Oltre a Lardarello esistono altri siti che potrebbero essere sfruttati con migliori tecnologie a circuito chiuso, come l’area vulcanica dei colli Euganei nel Padovano o dei Campi Flegrei nel Napoletano o, ancora, l’Etna in Sicilia e anche le isole vulcaniche come Ischia o Stromboli. La presenza di caldere con magma vulcanico assicura la disponibilità di alte temperature anche a bassa profondità con la possibilità di produrre energia elettrica e pure termica ad alta e media temperatura per usi industriali e a bassa temperatura per la climatizzazione degli edifici.

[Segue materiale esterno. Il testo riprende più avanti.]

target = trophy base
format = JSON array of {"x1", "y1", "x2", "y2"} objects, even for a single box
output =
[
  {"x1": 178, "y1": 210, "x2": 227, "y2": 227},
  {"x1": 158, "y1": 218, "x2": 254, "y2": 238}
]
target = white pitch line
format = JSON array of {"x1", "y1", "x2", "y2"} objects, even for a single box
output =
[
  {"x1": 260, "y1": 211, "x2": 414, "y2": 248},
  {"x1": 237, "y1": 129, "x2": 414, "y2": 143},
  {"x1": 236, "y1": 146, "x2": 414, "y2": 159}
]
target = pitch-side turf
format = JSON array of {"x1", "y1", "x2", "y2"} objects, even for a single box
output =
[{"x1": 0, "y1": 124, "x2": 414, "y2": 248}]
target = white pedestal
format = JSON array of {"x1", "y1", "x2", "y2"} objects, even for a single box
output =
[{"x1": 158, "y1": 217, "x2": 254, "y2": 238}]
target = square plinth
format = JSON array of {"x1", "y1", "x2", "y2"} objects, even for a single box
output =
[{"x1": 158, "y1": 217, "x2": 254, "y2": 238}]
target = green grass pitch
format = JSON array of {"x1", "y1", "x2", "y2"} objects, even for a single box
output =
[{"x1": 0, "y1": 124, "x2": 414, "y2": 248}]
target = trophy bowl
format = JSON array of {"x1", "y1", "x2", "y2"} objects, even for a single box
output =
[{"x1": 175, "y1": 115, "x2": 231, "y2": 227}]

Una, fonte quella geotermica, che potrebbe assicurare un grande taglio all’importazione di energia fossile oltre all’abbattimento delle emissioni e assicurare la programmabilità completa, come nel caso dell’idroelettrico. Quel che non si comprende è il perché la politica, anche con il Pnrr, ha preferito investire massicciamente in campi fotovoltaici o eolici, fonti non programmabili e di alto impatto visivo (finendo con il danneggiare una delle ricchezze del Paese, quella paesaggistica) mentre si è fatto poco per il geotermico, nonostante possa coprire, secondo numerosi studi, anche fino a 4 volte i consumi totali del Paese.
L’altra gamba su cui investire per ridurre la dipendenza energetica è l’idroelettrico, sia tramite la costruzione di nuovi bacini ad utilizzo misto (accumulo di acqua a scopo idroelettrico, regimazione delle piene, utilizzi agricoli e idropotabili) oltre che sfruttare meglio le tecnologie ad acqua fluente con i flussi delle correnti fluviali. Non solo: l’idroelettrico con il pompaggio può contribuire a regolare i picchi di produzione da fonti rinnovabili non programmabili anche meglio del ricorso alle batterie.
Sarebbe opportuno che il governo Meloni desse una svolta, agendo per il bene della Nazione più che per quella dei produttori di pannelli fotovoltaici e di pale eoliche, quasi tutti provenienti dalla Cina, con conseguente aumento della dipendenza strategica e di esportazione di valuta.